Cabría preguntarse si existen diferencias entre ambas orillas o son básicamente la misma. La apariencia dice que se trata de hermanos siameses, unidos a la manera vasca: unos agitan el árbol; otros recogen las nueces. Pero también hay quien piensa que en realidad se trata de otro fenómeno distinto: las llamadas bases podrían haber desbordado definitivamente los diques (permeables) con los que sus intermediarios sustentaban su poder de embajadores de la causa, independizándose de los independentistas oficiales. Toda una paradoja.
Como cualquier movimiento dogmático, el nacionalismo designa a sus mártires e inventa sus provocaciones. En este caso un hecho tan vulgar como que el Gobierno de España vaya a reunirse en Barcelona. Se trata, obviamente, de una batalla simbólica. Por eso es extraordinariamente peligrosa: puede terminar incendiando las calles, que es lo que desean algunos napoleoncitos desde su dorado exilio. Están jugando con fuego. Y pueden quemarnos a todos.
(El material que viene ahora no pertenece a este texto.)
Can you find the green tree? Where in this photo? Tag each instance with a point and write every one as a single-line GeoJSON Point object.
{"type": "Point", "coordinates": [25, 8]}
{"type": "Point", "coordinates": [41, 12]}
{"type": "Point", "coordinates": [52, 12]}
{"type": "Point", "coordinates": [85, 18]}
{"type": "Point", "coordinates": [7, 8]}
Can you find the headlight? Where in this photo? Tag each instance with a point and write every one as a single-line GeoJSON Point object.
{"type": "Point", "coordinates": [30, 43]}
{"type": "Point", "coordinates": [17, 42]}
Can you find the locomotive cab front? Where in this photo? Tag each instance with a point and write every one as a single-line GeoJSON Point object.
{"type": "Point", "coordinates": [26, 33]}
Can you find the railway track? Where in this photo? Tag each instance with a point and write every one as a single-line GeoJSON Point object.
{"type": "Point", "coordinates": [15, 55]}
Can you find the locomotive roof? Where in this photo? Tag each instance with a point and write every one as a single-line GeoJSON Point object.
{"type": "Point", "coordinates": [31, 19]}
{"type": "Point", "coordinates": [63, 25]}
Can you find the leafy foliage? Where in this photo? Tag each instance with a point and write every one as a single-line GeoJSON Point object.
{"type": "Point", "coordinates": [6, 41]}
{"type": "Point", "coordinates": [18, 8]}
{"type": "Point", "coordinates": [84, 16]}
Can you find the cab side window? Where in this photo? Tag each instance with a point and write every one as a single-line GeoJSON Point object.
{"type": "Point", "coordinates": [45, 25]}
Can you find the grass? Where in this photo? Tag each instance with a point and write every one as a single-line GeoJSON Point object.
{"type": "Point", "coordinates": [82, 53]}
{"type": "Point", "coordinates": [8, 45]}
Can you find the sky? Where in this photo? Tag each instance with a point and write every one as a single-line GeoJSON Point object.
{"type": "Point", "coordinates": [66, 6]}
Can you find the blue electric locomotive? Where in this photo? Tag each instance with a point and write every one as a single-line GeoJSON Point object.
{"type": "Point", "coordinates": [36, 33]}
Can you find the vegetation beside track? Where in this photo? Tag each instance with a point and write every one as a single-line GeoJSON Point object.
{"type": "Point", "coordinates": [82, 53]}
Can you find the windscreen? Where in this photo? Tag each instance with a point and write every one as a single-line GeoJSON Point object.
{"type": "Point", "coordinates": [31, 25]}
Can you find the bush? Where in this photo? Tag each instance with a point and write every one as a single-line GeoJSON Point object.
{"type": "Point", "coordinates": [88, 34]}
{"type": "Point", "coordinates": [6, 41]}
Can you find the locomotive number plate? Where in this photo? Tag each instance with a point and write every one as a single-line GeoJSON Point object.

Torra, tras proponer una vía violenta –la eslovena– para consumar la independencia que su patrón no se atrevió a aplicar en su día, intenta travestir la cita de Barcelona como un encuentro bilateral. Moncloa, posiblemente deseando decir sí, ha terminado enunciando un no ambiguo. Los equilibrios, tras el intenso terremoto político en Andalucía, son gestos huérfanos. Las apelaciones al diálogo deben considerarse expresiones hueras. Sencillamente no es posible hablar de nada con quienes creen que el fin justifica todos los medios.
El Gobierno puede encontrarse el 21D cercado en la Llotja de Mar por una horda de banderas amarillas dispuestas a tomar esa plaza como propia, en un ensayo de república popular más norcoreana que catalana. Si ocurriese, se repetirán las escenas de violencia del referéndum-pantomima; si hay heridos, crecerá la lista de héroes; y si se producen detenidos muchos volverán a hablar con satisfacción de represión. Nihil novum sub sole. Cualquier desgracia les sirve para mantener una tensión interesada que no va a solucionar ni uno solo de los verdaderos problemas de los ciudadanos.
Nadie concreta qué hay que negociar. En realidad, ni hay asunto ni voluntad. Tampoco existe realmente alguien con quien hacerlo. Si los líderes independentistas han perdido de verdad el control de sus huestes, esto significa que no existe un interlocutor válido al otro lado de la mesa. Salvo que se pretenda negociar con una horda encendida, dando por buena la tesis de la ANC de que una algarada callejera es equivalente a un parlamento.
Son razones más que suficientes para dejar de hacer el tonto, como Zapatero, ese prodigio político que ahora reaparece –igual que Aznar– para defender doctrinas que en su día no se aplicaron a sí mismos. El problema no es hablar. Se trata de otra cosa: Cataluña está atrapada entre el totalitarismo de sus libertadores y la ingenuidad de un PSOE que intenta sostener –en el vacío– un diálogo inviable no por voluntad, sino por los hechos, que muestran cómo la mano tendida no encuentra sino el desprecio supremacista de los que quieren mantenerse en la cima del tsunami que ellos mismos han provocado.
Un terremoto marino no distingue nunca a sus víctimas. Mata por igual: a ricos y a pobres, a personas y a animales. Del 21D no va a salir una república eslovena en el Noreste de las Españas. Lo que emergerá, de nuevo, es una Cataluña maltratada por quienes aseguran ser sus salvadores.